İran, Kürdistan, Anadolu kültürü Moğolları yavaş yavaş yuttu ne isimleri ne de dilleri kaldı, kültürleri zaten yoktu ama tutarken de çok zorlandı.
10) Dîyarbekir Safeviler ve Osmanlılar arasında kaldı, tercihini Osmanlı'dan yana kullandı ve Kürdistan, Irak, Arabistan ile Mısır 'ı da Osmanlıya kazandırdı.
Hilâfeti de Osmanlıya kazandıran Dîyarbekir ve Kürtlerdir.
Osmanlı XVlll. Yüzyıldan itibaren Kürtlere sırtını döndü...
11) 1908 de başlayan İttihat ve terakki partisi iktidarı ile beraber Kürtler düşman ve asimile edilmesi, Türkleşmesi gereken millet olarak tespit edildi.
Kemalist dikta da bu siyaseti devam ettirdi, 1924 anayasası ile Kemalist ihanet resmileşti ve soykırım süreci başladı.

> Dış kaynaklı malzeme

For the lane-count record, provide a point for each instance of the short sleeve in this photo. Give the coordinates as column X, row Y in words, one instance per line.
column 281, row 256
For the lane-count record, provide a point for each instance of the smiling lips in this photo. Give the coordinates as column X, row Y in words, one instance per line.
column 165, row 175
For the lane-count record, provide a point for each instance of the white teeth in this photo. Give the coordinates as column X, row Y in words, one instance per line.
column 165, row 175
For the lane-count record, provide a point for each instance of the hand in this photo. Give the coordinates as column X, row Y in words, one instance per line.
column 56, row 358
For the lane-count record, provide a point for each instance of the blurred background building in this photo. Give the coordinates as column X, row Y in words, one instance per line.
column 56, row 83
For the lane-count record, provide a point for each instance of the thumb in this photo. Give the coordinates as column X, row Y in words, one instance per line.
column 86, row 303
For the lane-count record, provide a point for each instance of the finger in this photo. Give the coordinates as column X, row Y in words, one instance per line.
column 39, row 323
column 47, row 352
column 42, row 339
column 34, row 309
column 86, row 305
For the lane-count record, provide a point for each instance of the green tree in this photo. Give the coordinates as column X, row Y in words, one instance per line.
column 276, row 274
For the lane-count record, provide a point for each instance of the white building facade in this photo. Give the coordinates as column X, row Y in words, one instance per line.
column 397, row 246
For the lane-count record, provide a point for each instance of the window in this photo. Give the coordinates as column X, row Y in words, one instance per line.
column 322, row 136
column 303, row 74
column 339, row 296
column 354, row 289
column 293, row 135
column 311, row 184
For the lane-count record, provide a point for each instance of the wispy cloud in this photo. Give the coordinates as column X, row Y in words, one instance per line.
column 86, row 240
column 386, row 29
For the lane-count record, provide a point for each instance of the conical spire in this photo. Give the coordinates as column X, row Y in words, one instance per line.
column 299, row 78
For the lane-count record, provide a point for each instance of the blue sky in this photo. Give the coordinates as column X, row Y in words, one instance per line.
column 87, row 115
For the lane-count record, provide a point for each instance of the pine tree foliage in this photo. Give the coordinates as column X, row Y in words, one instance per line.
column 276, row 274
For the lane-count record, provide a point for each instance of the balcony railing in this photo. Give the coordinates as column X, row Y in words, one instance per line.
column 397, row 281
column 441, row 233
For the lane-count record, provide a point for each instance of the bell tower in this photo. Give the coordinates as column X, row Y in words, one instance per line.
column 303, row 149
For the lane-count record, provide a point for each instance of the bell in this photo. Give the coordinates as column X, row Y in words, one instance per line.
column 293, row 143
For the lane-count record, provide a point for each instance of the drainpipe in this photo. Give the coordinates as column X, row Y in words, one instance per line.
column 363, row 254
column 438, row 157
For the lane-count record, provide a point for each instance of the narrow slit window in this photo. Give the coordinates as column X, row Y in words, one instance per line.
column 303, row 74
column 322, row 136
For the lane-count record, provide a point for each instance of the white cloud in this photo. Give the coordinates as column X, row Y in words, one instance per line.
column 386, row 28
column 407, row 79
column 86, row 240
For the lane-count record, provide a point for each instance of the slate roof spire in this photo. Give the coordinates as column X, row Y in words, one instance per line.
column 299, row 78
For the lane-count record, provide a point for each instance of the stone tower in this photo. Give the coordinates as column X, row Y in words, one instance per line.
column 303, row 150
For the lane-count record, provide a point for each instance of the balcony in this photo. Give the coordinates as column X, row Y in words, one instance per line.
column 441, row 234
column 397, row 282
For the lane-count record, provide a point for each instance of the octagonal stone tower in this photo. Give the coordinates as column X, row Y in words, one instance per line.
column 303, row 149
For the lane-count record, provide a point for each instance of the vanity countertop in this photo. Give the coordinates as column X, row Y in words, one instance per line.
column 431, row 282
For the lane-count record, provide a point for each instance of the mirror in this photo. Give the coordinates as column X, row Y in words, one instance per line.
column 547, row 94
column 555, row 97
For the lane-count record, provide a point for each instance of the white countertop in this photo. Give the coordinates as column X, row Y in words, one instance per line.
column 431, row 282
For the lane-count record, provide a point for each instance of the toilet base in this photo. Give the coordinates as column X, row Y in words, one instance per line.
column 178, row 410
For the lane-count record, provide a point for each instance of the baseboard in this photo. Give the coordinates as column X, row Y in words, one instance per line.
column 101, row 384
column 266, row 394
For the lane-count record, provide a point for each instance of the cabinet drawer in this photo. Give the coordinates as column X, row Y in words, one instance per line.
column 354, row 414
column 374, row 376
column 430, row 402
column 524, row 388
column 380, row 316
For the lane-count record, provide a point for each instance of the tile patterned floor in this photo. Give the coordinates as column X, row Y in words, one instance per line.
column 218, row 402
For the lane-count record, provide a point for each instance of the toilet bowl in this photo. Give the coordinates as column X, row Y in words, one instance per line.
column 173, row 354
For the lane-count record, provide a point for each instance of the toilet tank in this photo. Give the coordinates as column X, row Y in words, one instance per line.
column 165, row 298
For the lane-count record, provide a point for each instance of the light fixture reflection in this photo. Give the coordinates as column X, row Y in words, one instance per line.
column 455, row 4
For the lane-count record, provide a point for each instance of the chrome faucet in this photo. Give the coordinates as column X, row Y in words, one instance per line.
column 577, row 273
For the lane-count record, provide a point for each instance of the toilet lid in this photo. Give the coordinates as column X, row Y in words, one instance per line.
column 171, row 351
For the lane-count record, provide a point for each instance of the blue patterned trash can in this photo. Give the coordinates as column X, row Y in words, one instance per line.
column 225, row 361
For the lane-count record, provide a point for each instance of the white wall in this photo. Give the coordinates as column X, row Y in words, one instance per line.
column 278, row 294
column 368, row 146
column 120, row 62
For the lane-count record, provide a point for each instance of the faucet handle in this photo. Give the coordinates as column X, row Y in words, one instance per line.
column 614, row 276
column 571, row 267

12) Kemalist rejimin Dîyarbekir hazımsızlığı devam ediyor, İslamcı AKP iktidarı da ikinci döneminde Kemalist Türkçü rejimi tahkim etmekle meşgul ve bol kırmızı bayraklı, Türkçe eşliğinde Dîyarbekir'i yutmaya çalışıyor ama Dîyarbekir büyük lokma, yutanı rahatsız eder, ediyor.
13) Kurdî etiketli Kemalist cenah ile iktidar olan İslâmî, Türkçü Kemalist cenah arasında 2015 yılında Dîyarbekir'in kalbinde, Sur içinde, dört ayaklı minarenin hemen dibinde tarihe, kültüre, Dîyarbekir'e suikast düzenlendi; barış Elçi'sinin şahsında Dîyarbekir şehid edildi.
14) Ortaklardan biri kültür festivali düzenlerken, diger fail, yıkımdaki payını unutup itiraz ediyor.
Dîyarbekir ikisinden de uzun yaşayacak ve ikisinin de yaptıklarını unutmayacaktır.
Dîyarbekir'in tanıtıma ihtiyacı yok, zaten biliniyor.
Dîyarbekir'in özgürlüğe ihtiyacı vardır.
15) İslâm ve Türklük ile Kürdlüğü örtme, gözden kaçırma, perdeleme işini devlet ve bir kısım Kürtler beraber deruhte ediyor.
Dîyarbekir'in kimliği İslâmî ve Kurdî 'dir, sadece İslâmî söylem de, İslâmî Türkî söylem de yanlıştır.
Kemalizmin panzehiri Dîyarbekir ve Kurdî kimliğidir.”